According to figures supplied by the MDA, in 2009, the most current year available, visitation to Mississippi’s Civil War battlefields at Brice’s Crossroads, Corinth/Shiloh (just across the state line in Tennessee) and Vicksburg totaled approximately 1.185 million, with almost half of those (584,105) from Vicksburg.
Of all tourists, those interested in cultural/heritage offerings represent the most attractive demographic. A national study from the Travel Industry of America and the Smithsonian found that the average cultural tourist spends on average $623 per person per trip (excluding travel costs), compared to $457 per person per trip for other tourists.
McCullough pointed to another finding of the survey — 44 percent of those surveyed said shopping was an important component of their visit. And of those, 70 percent said they wanted to buy locally — they were looking for items they could not find at home.
“That’s good news for our local merchants and Main Streets across the state,” McCullough said.
Bill Seratt, executive director of the Vicksburg Convention and Visitors Bureau, said the draw of the Civil War extends well beyond the battlefields.
“People still come for the battlefields, but they want to see more,” Seratt said. “They want to see how the civilians lived before, during and after the war.”
Seratt is currently wearing another hat. He is the chairman of the Mississippi Sesquicentennial of the American Civil War Commission. Established by an act of the Mississippi Legislature, the group’s mission is to promote the events planned for 150th anniversary of the war. It is composed of tourism professionals, economic developers, historians/preservationists and public officials.
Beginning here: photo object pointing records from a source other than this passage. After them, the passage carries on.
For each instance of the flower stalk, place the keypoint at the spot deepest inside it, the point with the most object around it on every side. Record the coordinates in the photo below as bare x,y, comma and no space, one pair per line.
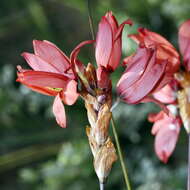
124,169
188,176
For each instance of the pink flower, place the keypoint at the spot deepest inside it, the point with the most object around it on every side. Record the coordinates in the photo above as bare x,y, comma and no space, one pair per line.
51,74
108,42
149,69
166,128
184,43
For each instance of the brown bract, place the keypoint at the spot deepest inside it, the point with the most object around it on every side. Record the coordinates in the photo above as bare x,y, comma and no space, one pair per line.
184,98
98,102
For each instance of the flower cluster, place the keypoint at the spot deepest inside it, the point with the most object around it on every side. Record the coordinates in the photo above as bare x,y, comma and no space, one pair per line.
152,74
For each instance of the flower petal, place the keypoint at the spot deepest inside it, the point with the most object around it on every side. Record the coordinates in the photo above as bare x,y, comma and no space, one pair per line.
104,43
103,78
69,95
184,42
74,54
136,67
145,84
38,64
51,54
42,79
166,139
166,95
59,111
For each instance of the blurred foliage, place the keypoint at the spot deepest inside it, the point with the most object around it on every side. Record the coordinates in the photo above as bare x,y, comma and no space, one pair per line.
34,152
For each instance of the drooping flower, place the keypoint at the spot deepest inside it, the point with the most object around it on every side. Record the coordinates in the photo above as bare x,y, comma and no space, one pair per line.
149,69
184,43
52,75
108,42
166,128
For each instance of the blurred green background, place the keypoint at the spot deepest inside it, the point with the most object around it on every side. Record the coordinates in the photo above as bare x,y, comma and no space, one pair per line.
35,153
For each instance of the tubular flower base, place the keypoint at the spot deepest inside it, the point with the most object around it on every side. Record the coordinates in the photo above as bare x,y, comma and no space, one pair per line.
98,110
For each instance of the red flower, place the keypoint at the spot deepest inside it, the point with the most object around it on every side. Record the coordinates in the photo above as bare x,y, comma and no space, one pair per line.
52,75
166,128
108,42
184,43
150,69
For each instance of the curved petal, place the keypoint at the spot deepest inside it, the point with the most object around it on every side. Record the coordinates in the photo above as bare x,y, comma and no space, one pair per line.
38,64
43,90
43,79
76,64
166,95
103,78
166,138
112,20
69,95
145,84
136,67
184,42
59,111
104,43
148,37
51,54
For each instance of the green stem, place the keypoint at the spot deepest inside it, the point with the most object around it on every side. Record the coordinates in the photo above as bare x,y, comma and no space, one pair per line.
124,169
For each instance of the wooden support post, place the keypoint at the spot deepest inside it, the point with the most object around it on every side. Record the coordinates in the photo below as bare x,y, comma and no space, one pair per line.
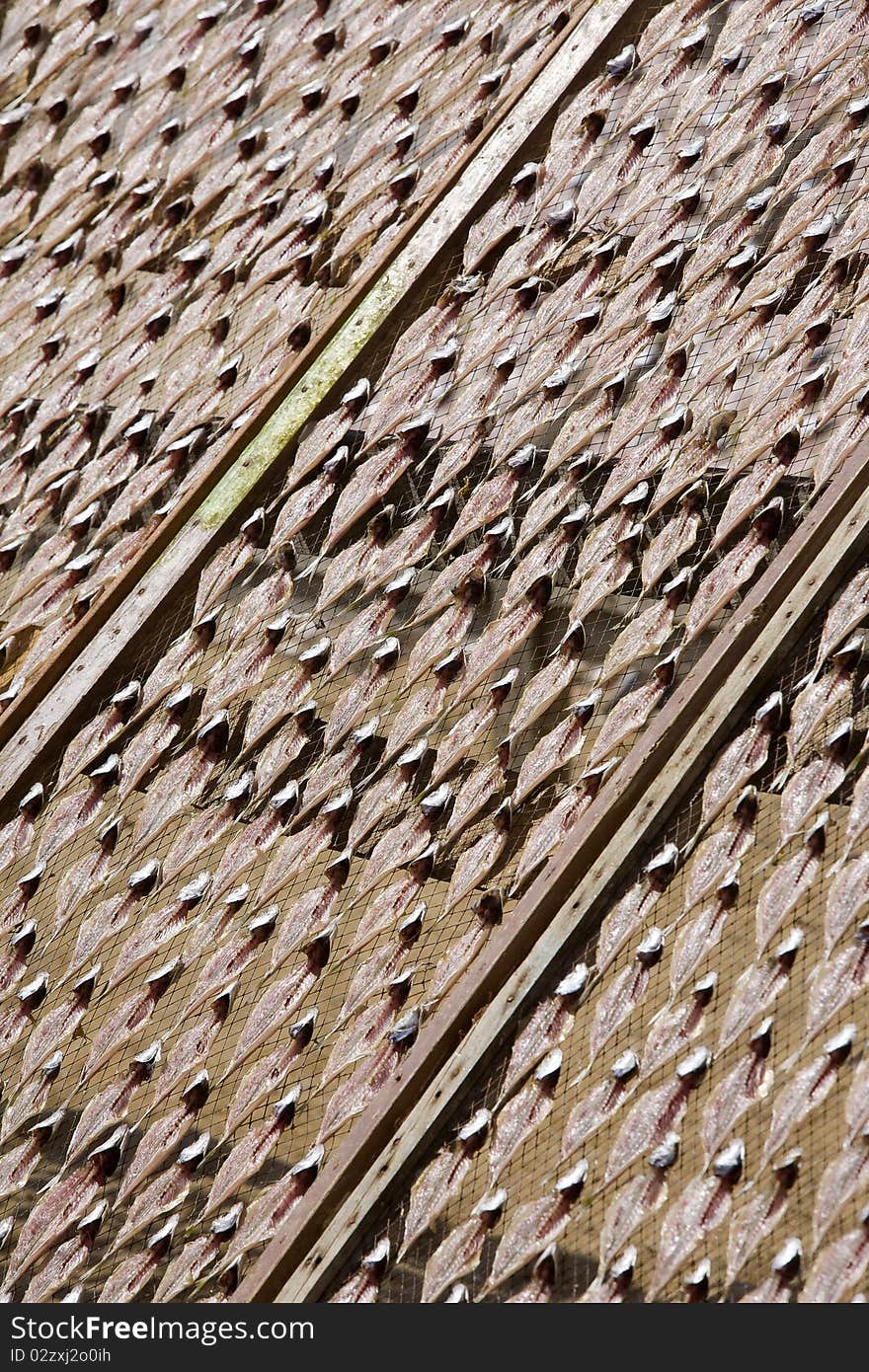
309,1250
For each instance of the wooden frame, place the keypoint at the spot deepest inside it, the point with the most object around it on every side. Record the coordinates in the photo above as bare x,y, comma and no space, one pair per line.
73,674
308,1253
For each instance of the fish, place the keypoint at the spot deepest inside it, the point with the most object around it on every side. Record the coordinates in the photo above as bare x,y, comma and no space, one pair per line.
678,535
785,1269
844,616
257,838
541,1283
749,1082
250,1154
478,862
549,682
834,982
364,1286
66,1259
482,784
758,987
271,1012
548,1027
18,833
600,1104
228,563
447,633
362,1036
556,748
14,964
700,1209
839,1266
460,1252
356,1094
732,571
162,1138
440,1181
674,1027
77,811
158,929
110,1106
373,973
355,703
18,1164
460,953
637,1199
285,695
182,782
404,841
806,1091
741,760
461,737
197,1257
634,906
87,876
63,1205
133,1275
193,1045
630,713
758,1214
626,991
101,731
534,1224
14,911
130,1016
467,571
718,857
523,1112
166,1192
657,1114
841,1179
31,1100
112,915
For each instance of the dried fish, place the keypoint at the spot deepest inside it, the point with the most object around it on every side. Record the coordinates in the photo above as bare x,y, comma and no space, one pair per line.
439,1181
808,1090
637,1199
749,1082
657,1114
274,1009
700,1209
524,1112
535,1225
461,1250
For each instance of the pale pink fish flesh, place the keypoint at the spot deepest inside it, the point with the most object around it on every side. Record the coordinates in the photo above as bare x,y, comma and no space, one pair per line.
749,1082
636,1200
758,1216
657,1114
523,1112
439,1181
699,1210
758,987
460,1252
806,1091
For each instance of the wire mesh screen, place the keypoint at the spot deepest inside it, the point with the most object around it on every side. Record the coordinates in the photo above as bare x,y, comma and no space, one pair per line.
398,682
702,1133
189,192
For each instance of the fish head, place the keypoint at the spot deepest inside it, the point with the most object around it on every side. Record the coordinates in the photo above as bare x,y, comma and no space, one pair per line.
308,1167
666,1154
144,878
693,1068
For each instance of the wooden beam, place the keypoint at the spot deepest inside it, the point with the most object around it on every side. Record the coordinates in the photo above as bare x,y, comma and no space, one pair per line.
190,530
305,1256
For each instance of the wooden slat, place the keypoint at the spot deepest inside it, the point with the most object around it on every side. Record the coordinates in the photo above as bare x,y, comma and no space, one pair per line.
309,1250
190,530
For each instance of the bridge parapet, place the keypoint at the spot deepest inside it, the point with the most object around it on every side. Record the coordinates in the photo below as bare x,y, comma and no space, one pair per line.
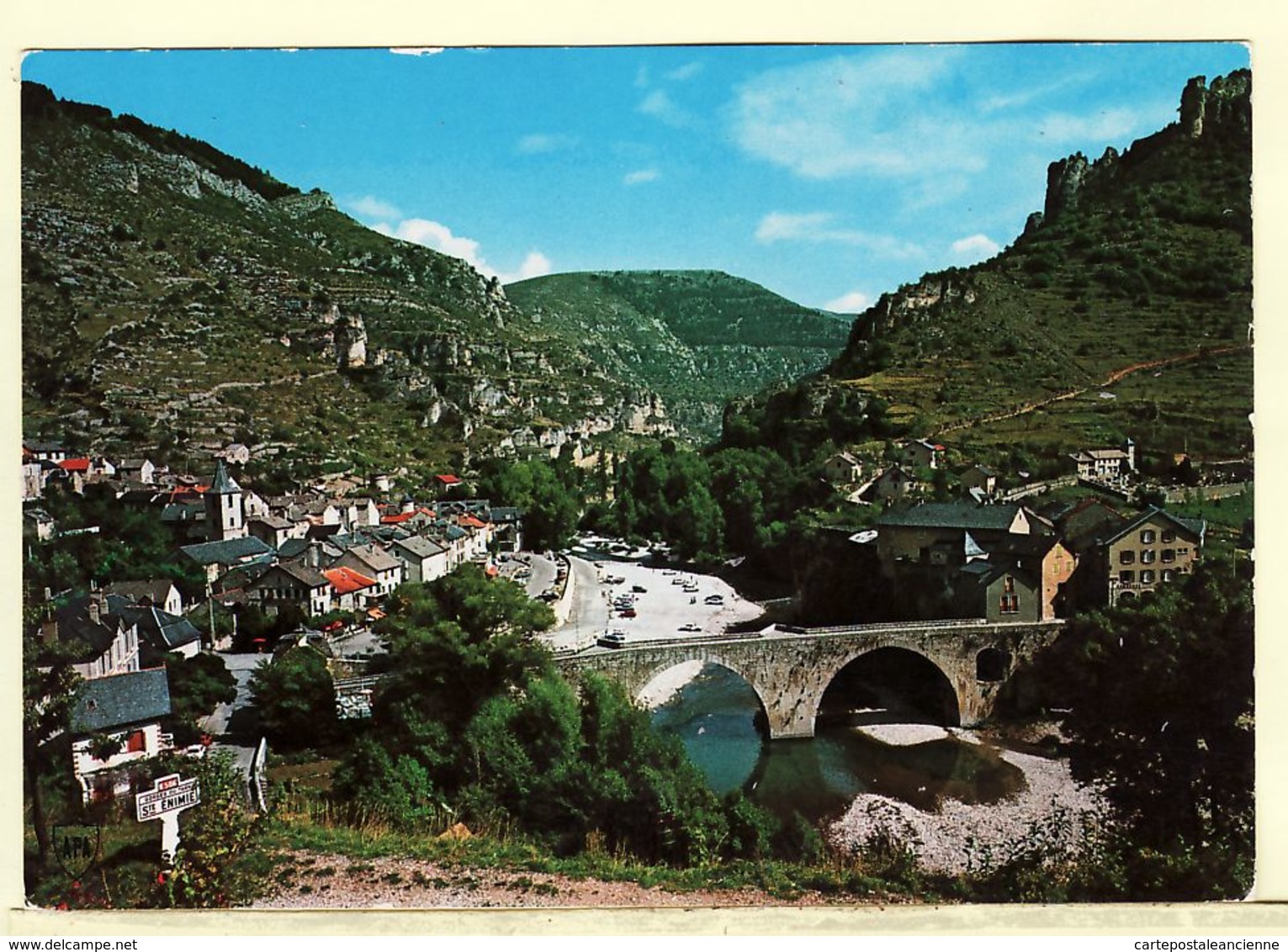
790,669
Earlier this month, the commission unveiled its new website (www.mscivilwar150.com) at Mississippi State University, home the U.S. Grant Association and the correspondence, military and government papers, and other important materials of Gen. Ulysses S. Grant. Mississippi State staff not only created the commission’s new portal, they did it for free. This was a coup as the only funding the commission has received is $19,000 from the MDA and a $1,000 grant from the Starkville-based U.S. Grant Association.
Seratt will be on the road after New Year’s when he will travel to Washington to meet with the state’s congressional delegation concerning an ambitious Civil War-related project.
In November, Sen. Thad Cochran (R-Miss.) and Sen. Roger Wicker (R-Miss.) co-sponsored the Champion Hill, Port Gibson and Raymond Battlefield Addition Act. The legislation would authorize NPS to acquire approximately 10,000 acres of property determined to be significant to the preservation of the Civil War battlefields in those areas and part of the larger Vicksburg campaign trail. The land is located in Claiborne and Hinds counties, and encompasses several historic structures such as the Shaifer House at Port Gibson and the Coker House at Champion Hill near Bolton. NPS would assume the maintenance and security responsibilities for these structures once they are included in the military park.
That bill is on hold, however. Chris Gallegos, press secretary for Cochran, said there was not a bill available to use as a vehicle for the legislation. With the new Congress coming in, Cochran plans to reintroduce the bill.
Seratt said he is anxious to hear where that bill stands early next year.
He and others in Vicksburg are also anticipating the rededication of the only surviving structure on the Vicksburg battlefield. Renovations to the nearly 180-year-old Shirley House, which has been closed for nearly a half-century, began earlier this year, and Mike Mardell, superintendent of the Vicksburg National Military Park, said in a previous statement the he hopes to celebrate its opening in March or early April.
The house is getting a new interior, funded from a portion of $1.9 million in stimulus funding awarded to the park.
While preservation and commemoration is important for their own sake, Seratt is quick to point out that the sesquicentennial celebration is also about money.
“It’s economic development,” he said. “We want to drive traffic through all of the regions of the state and tell the stories of Mississippi’[s history and involvement in the Civil War.”